Divorce can affect your business interests, so make sure you enlist expert legal support as early as possible
After being served with divorce papers, it is vital that you contact experienced family solicitors. The process of separating your businesses in the divorce process can be complex.
The key question regarding business and divorce, is how your business will be dealt with after the divorce is finalised.
Your business interests can take various forms including:
- Limited companies
- Stocks and shares
- Businesses operated by a sole proprietor
Your businesses will form a part of any financial claims in the divorce process.
Valuing your business
In the divorce process, it is vital to establish the value of your business interests. The courts will usually start with a study of the last two years’ accounts. They will also look at expert reports such as forensic accountants who may prepare a desktop valuation of your business. Depending on the nature of your business, there are various methods of establishing value. Essentially, the aim is to assess the appropriate value in an open market.
It is then prudent to establish how to deal with the value of your business as well as other assets available in the marriage.
Establishing the value of your assets is crucial for your solicitor to consider when negotiating on your behalf. It will help your solicitor to consider your liquidity, and whether your business can support any child and spousal maintenance to your former spouse. At Specters, we will look at your businesses’ historical performance, cash flow, risks and projected profits, and will advise you on your options in your financial settlements.

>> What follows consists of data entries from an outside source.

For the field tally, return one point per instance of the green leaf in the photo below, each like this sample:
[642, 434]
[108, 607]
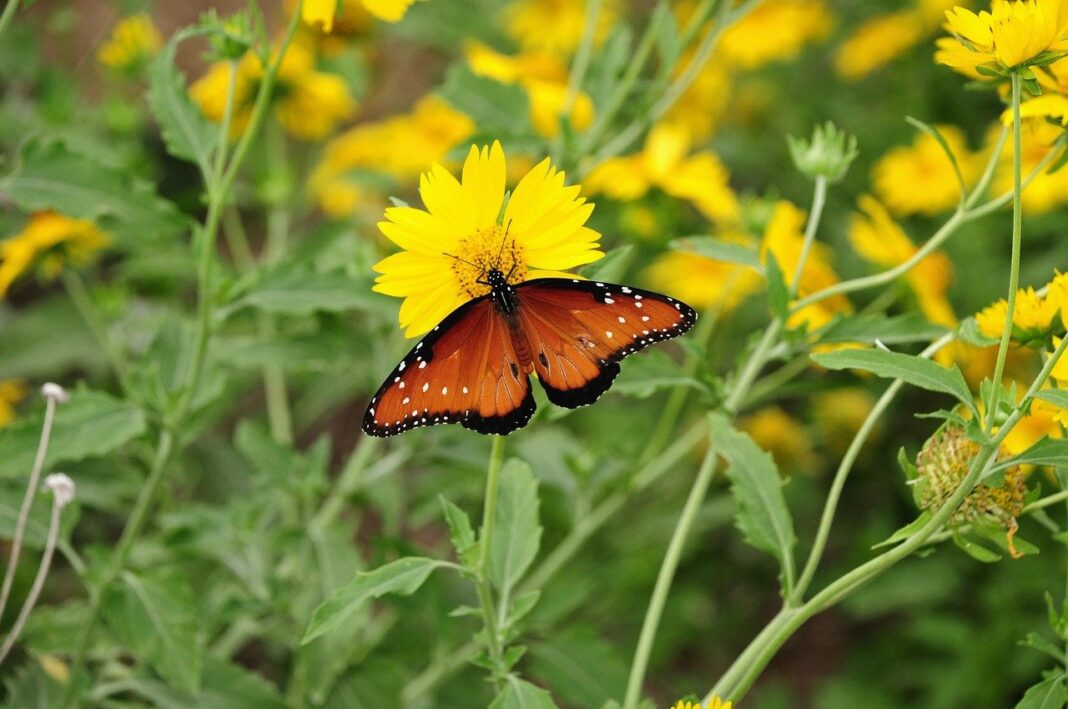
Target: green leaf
[52, 176]
[495, 107]
[299, 292]
[517, 532]
[186, 132]
[779, 294]
[612, 267]
[91, 424]
[401, 578]
[720, 250]
[1055, 396]
[459, 531]
[915, 371]
[1051, 693]
[520, 694]
[757, 489]
[155, 617]
[890, 330]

Sharing your business after divorce
In certain circumstances, you may be obliged by the court to share and co-own your business with your former spouse. At Specters, we believe that it is imperative to draw up the relevant agreement after divorce, which prevents either party from acting inappropriately. This ensures that the best interests of the business are maintained and protected.
At Specters, our specialist team of family solicitors can help you. We offer competitive rates to deal with your matter, and you may be eligible for our free initial 30-minute consultation, as well as a second 30-minute consultation for £50.
To get a divorce, you must be able to demonstrate that your marriage has irretrievably broken down. You must be able to prove the following:
- Your spouse has acted unreasonably;
- Your spouse has committed adultery;
- Your spouse has deserted you for a continuous period of two years;
- You and your spouse have been separated for at least two years and you are both in agreement to the divorce proceedings;
- You and your spouse have been separated for at least five years.
A standard divorce can take between 6-8 months, provided that it is not contested. If a divorce is contested then this timescale will be longer and it will depend on when outstanding issues are resolved.
If matters are uncontested, and you have already agreed with your former partner your divorce and financial arrangements, there will be no requirement for you to attend court. Your divorce will be processed based on your paperwork. If you not agreed on part or all of your financial arrangements, you will be obliged to attend Court.